RESULTS: WGCNA results suggested that the blue module was the most associated with OA and was functionally associated with extracellular matrix (ECM)-related terms. Our analysis identified ALB, HTRA1, DPT, MXRA5, CILP, MPO, and PLAT as potential biomarkers. Notably, HTRA1, DPT, and MXRA5 consistently exhibited increased expression in OA across both training and validation cohorts, demonstrating robust diagnostic potential. The ssGSEA results revealed that abnormal infiltration of DCs, NK cells, Tfh, Th2, and Treg cells might contribute to OA progression. HTRA1, DPT, and MXRA5 showed significant correlation with immune cell infiltration. The RT-PCR results also confirmed these findings.
CONCLUSIONS: HTRA1, DPT, and MXRA5 are promising biomarkers for OA. Their overexpression strongly correlates with OA progression and immune cell infiltration.
摘要:
背景:我们的研究旨在确定骨关节炎(OA)的潜在特异性生物标志物,并评估其与免疫浸润的关系。

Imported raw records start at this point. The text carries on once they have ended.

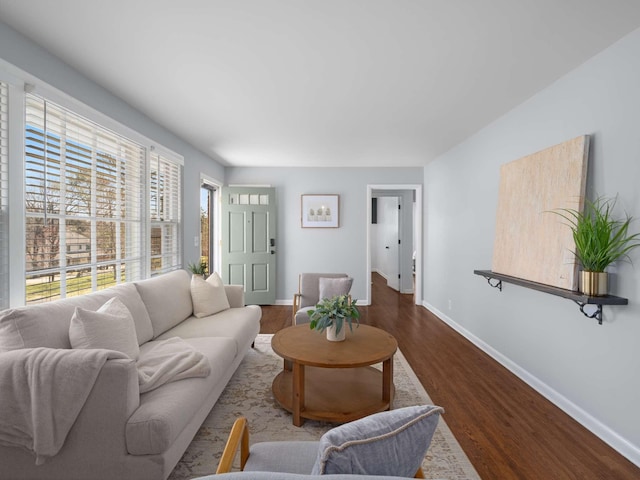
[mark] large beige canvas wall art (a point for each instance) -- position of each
(531, 242)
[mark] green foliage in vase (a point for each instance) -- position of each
(600, 238)
(334, 311)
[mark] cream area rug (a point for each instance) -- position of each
(249, 394)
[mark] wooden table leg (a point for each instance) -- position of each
(298, 393)
(387, 381)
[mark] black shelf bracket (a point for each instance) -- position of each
(597, 314)
(495, 280)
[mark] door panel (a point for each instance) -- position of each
(248, 242)
(389, 224)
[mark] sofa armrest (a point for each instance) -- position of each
(235, 295)
(97, 436)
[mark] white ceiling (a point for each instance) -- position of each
(323, 82)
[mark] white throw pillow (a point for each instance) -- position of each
(111, 327)
(208, 295)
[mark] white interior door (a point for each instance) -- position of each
(389, 233)
(249, 242)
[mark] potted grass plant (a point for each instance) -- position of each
(331, 314)
(600, 240)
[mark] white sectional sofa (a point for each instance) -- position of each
(119, 432)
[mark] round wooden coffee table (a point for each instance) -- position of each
(334, 381)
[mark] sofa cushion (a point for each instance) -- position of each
(164, 412)
(167, 298)
(241, 324)
(47, 324)
(387, 443)
(110, 327)
(268, 457)
(208, 296)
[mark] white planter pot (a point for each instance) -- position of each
(331, 333)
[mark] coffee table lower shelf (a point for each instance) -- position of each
(335, 394)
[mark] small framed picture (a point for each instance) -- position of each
(320, 211)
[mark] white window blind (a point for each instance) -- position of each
(84, 202)
(4, 197)
(165, 211)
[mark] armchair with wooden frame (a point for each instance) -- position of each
(311, 289)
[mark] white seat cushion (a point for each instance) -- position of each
(164, 412)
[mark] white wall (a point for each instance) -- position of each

方法:我们使用来自GSE117999、GSE51588和GSE57218的数据作为训练集,当GSE114007用作验证集时,全部从GEO数据库获得。首先,进行加权基因共表达网络分析(WGCNA)和功能富集分析,以确定基因的枢纽模块和潜在功能。我们随后使用机器学习方法在集线器模块的差异表达基因(DEG)内筛选潜在的OA生物标志物。验证了候选基因的诊断准确性。此外,进行单基因分析和ssGSEA。然后,我们探讨了生物标志物与免疫细胞之间的关系。最后,我们使用RT-PCR来验证我们的结果。
结果:WGCNA结果表明,蓝色模块与OA最相关,并且在功能上与细胞外基质(ECM)相关术语相关。我们的分析确定了ALB,HTRA1,DPT,MXRA5,CILP,MPO,和PLAT作为潜在的生物标志物。值得注意的是,HTRA1,DPT,MXRA5在训练和验证队列中一致表现出OA中表达增加,显示出强大的诊断潜力。ssGSEA结果显示DCs的异常浸润,NK细胞,Tfh,Th2和Treg细胞可能有助于OA进展。HTRA1,DPT,MXRA5与免疫细胞浸润显著相关。RT-PCR结果也证实了这些发现。
结论:HTRA1、DPT、MXRA5是有前途的OA生物标志物。它们的过表达与OA进展和免疫细胞浸润密切相关。
方法:我们使用来自GSE117999、GSE51588和GSE57218的数据作为训练集,当GSE114007用作验证集时,全部从GEO数据库获得。首先,进行加权基因共表达网络分析(WGCNA)和功能富集分析,以确定基因的枢纽模块和潜在功能。我们随后使用机器学习方法在集线器模块的差异表达基因(DEG)内筛选潜在的OA生物标志物。验证了候选基因的诊断准确性。此外,进行单基因分析和ssGSEA。然后,我们探讨了生物标志物与免疫细胞之间的关系。最后,我们使用RT-PCR来验证我们的结果。
结果:WGCNA结果表明,蓝色模块与OA最相关,并且在功能上与细胞外基质(ECM)相关术语相关。我们的分析确定了ALB,HTRA1,DPT,MXRA5,CILP,MPO,和PLAT作为潜在的生物标志物。值得注意的是,HTRA1,DPT,MXRA5在训练和验证队列中一致表现出OA中表达增加,显示出强大的诊断潜力。ssGSEA结果显示DCs的异常浸润,NK细胞,Tfh,Th2和Treg细胞可能有助于OA进展。HTRA1,DPT,MXRA5与免疫细胞浸润显著相关。RT-PCR结果也证实了这些发现。
结论:HTRA1、DPT、MXRA5是有前途的OA生物标志物。它们的过表达与OA进展和免疫细胞浸润密切相关。